At the end of last week, U.S. Rep. Brian Mast, R-Fla., raised concerns about the U.S. Army Corps’ announcement that the Corps will schedule releases from Lake Okeechobee to the Treasure Coast.
In anticipation of the 2023 rainy season, the Corps is planning preemptive discharges to the St. Lucie River Estuary and the Caloosahatchee River Estuary.
In a letter to Colonel James Booth, the Jacksonville District Commander of the U.S. Army Corps of Engineers, Mast urged him to take every possible step to end the discharges as soon as possible and take immediate action to prevent additional discharges in the rainy season.
Mast urged the Corps to lower lake levels in the dry season by maximizing flexibility elsewhere in the system, including full utilization of dispersed water management projects and other structures south of the lake. Any level of discharge above zero cubic feet per second is ecologically damaging to the St. Lucie estuary.

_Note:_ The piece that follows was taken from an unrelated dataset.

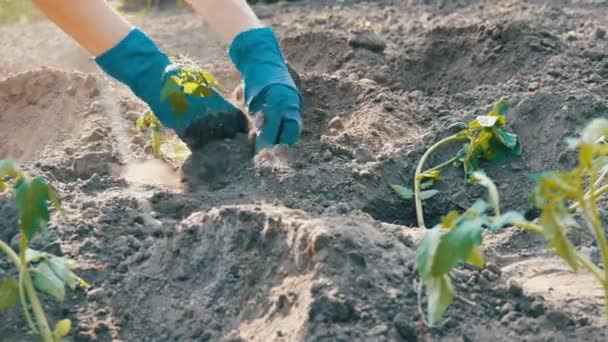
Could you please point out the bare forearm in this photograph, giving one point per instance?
(94, 24)
(227, 17)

“The only acceptable number of discharges to our community is zero. Anything more than that harms our community,” said Mast.
The plan would send roughly 2 billion cubic feet of fresh water into the brackish ecosystem of the St. Lucie each week for an unknown period of time. It will upset the balance and threaten the species that habitat the estuary, and potentially have a negative impact on the Treasure Coast’s economy and public health.